Die statthafte (§ 511 ZPO), den notwendigen Wert der Beschwer erreichende (§ 511a Abs. 1 ZPO), form- und fristgerecht eingelegte und begründete (§§ 516, 518, 519 ZPO) Berufung der Beklagten ist zulässig.
II.
Die Berufung des Beklagten ist jedoch unbegründet.

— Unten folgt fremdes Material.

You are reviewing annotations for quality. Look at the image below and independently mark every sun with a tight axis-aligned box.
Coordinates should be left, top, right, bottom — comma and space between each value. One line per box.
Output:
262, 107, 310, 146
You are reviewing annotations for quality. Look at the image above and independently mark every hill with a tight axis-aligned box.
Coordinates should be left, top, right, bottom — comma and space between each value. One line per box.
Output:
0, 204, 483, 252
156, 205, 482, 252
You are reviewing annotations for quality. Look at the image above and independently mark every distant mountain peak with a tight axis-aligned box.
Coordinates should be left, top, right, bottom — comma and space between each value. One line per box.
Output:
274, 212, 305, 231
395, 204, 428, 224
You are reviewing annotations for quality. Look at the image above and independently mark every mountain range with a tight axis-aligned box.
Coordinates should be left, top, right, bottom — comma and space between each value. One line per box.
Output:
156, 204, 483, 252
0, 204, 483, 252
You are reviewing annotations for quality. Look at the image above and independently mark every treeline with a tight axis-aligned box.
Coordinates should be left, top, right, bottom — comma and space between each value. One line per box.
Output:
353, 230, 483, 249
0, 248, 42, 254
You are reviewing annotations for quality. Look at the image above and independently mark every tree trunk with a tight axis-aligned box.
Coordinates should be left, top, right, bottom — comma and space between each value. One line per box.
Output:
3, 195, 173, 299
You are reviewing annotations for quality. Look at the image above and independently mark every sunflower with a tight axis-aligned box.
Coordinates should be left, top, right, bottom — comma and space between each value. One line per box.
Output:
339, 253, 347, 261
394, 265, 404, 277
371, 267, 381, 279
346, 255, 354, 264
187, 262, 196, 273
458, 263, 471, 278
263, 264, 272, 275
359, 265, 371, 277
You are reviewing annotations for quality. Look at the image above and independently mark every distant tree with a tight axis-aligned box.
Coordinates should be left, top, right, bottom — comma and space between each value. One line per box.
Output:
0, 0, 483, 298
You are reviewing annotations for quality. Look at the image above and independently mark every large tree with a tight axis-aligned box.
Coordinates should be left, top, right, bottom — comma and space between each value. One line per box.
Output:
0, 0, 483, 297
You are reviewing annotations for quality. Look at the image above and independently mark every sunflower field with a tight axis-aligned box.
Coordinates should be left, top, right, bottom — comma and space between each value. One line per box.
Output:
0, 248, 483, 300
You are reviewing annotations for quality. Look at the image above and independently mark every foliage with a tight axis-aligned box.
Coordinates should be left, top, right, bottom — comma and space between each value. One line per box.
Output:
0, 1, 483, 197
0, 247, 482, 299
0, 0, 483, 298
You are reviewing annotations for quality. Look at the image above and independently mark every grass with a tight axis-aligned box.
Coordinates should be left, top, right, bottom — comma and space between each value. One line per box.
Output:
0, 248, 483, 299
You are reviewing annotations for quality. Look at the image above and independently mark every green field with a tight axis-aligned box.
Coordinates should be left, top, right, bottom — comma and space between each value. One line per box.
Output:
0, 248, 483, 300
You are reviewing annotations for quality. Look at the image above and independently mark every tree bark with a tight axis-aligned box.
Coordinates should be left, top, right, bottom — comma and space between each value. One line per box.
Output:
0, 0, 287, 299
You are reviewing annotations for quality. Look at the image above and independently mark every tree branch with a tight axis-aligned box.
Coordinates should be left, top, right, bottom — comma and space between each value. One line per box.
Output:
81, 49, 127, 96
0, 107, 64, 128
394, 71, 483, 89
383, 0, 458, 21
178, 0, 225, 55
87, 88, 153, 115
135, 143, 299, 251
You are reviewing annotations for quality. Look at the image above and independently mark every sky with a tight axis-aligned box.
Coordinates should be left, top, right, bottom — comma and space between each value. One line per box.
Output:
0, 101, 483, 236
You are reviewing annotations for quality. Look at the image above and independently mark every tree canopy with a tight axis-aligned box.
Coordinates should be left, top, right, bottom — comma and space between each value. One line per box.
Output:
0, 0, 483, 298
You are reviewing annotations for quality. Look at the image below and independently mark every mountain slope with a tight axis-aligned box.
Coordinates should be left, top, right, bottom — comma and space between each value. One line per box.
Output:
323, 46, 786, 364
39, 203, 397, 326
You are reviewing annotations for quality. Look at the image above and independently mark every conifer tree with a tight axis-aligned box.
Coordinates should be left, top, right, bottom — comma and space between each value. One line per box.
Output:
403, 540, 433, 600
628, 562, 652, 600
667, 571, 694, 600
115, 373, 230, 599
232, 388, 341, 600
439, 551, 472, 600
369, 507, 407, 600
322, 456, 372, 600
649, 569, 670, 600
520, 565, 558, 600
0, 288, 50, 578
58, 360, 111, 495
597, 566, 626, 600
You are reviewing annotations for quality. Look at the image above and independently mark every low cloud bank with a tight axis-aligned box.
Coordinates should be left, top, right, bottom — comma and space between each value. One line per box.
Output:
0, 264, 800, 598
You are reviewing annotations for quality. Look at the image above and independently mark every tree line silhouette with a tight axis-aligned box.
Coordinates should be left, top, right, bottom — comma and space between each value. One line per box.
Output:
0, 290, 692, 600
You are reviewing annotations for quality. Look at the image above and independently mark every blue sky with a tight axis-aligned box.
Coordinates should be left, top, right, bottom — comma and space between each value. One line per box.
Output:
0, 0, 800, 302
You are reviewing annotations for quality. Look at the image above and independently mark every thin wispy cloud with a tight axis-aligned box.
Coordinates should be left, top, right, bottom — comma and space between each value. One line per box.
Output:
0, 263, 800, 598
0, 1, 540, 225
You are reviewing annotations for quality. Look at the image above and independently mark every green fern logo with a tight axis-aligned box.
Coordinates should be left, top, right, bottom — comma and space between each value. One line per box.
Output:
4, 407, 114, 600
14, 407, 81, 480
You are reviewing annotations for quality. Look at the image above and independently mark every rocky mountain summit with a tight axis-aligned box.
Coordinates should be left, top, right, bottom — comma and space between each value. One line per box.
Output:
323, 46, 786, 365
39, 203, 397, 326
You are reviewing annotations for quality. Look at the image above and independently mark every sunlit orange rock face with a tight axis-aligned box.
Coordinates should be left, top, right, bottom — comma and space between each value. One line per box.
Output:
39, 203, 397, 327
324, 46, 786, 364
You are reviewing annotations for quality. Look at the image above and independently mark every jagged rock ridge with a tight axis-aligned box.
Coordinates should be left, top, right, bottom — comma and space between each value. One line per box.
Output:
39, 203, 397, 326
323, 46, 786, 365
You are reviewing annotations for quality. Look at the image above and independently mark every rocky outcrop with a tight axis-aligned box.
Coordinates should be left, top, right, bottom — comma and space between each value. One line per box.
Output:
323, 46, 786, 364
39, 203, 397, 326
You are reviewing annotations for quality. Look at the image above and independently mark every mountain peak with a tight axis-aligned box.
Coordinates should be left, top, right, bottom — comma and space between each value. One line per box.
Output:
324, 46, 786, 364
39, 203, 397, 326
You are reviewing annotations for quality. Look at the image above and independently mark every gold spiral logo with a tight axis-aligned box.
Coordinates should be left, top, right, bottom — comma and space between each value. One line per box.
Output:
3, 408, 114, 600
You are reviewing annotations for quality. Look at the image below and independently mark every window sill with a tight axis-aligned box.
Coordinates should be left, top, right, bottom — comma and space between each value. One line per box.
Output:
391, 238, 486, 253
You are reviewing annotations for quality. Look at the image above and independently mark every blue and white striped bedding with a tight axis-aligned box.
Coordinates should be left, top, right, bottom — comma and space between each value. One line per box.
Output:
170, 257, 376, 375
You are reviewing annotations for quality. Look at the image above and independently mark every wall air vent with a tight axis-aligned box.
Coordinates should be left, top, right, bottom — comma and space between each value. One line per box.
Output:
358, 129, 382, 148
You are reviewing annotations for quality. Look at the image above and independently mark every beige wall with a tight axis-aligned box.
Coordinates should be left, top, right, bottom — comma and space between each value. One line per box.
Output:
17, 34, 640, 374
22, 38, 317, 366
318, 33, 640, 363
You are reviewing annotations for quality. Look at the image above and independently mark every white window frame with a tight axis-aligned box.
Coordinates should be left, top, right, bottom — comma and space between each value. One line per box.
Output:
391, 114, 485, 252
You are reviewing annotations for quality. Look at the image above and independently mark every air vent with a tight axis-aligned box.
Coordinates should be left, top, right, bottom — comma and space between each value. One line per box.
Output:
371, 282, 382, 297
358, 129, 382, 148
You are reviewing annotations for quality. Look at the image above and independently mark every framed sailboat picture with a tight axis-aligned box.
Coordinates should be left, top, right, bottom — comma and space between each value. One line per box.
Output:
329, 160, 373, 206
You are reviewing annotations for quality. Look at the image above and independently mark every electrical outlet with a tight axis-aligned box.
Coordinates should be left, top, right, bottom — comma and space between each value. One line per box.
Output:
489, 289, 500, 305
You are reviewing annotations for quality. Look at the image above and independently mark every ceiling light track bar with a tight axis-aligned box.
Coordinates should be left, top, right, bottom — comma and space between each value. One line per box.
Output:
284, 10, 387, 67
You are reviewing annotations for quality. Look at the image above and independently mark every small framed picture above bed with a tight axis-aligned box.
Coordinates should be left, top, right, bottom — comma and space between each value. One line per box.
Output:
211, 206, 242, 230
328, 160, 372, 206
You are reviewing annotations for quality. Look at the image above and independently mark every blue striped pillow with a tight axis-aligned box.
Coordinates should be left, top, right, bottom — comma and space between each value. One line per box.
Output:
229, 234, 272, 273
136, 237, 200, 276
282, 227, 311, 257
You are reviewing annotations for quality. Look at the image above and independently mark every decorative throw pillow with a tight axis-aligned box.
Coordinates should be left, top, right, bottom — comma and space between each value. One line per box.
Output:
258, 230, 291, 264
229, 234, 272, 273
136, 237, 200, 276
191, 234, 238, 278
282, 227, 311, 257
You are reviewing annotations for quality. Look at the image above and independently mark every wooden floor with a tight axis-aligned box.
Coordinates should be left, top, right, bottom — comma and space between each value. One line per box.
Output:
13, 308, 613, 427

Der Anspruch der Kläger auf Zahlung von 2.883,52 DM ergibt sich aus § 812 Abs. 1 Satz 2, 1. Alt. BGB und § 538 Abs. 1 BGB. Es wird insoweit gemäß § 543 Abs. 1 ZPO auf die zutreffenden Entscheidungsgründe des erstinstanzlichen Urteils verwiesen.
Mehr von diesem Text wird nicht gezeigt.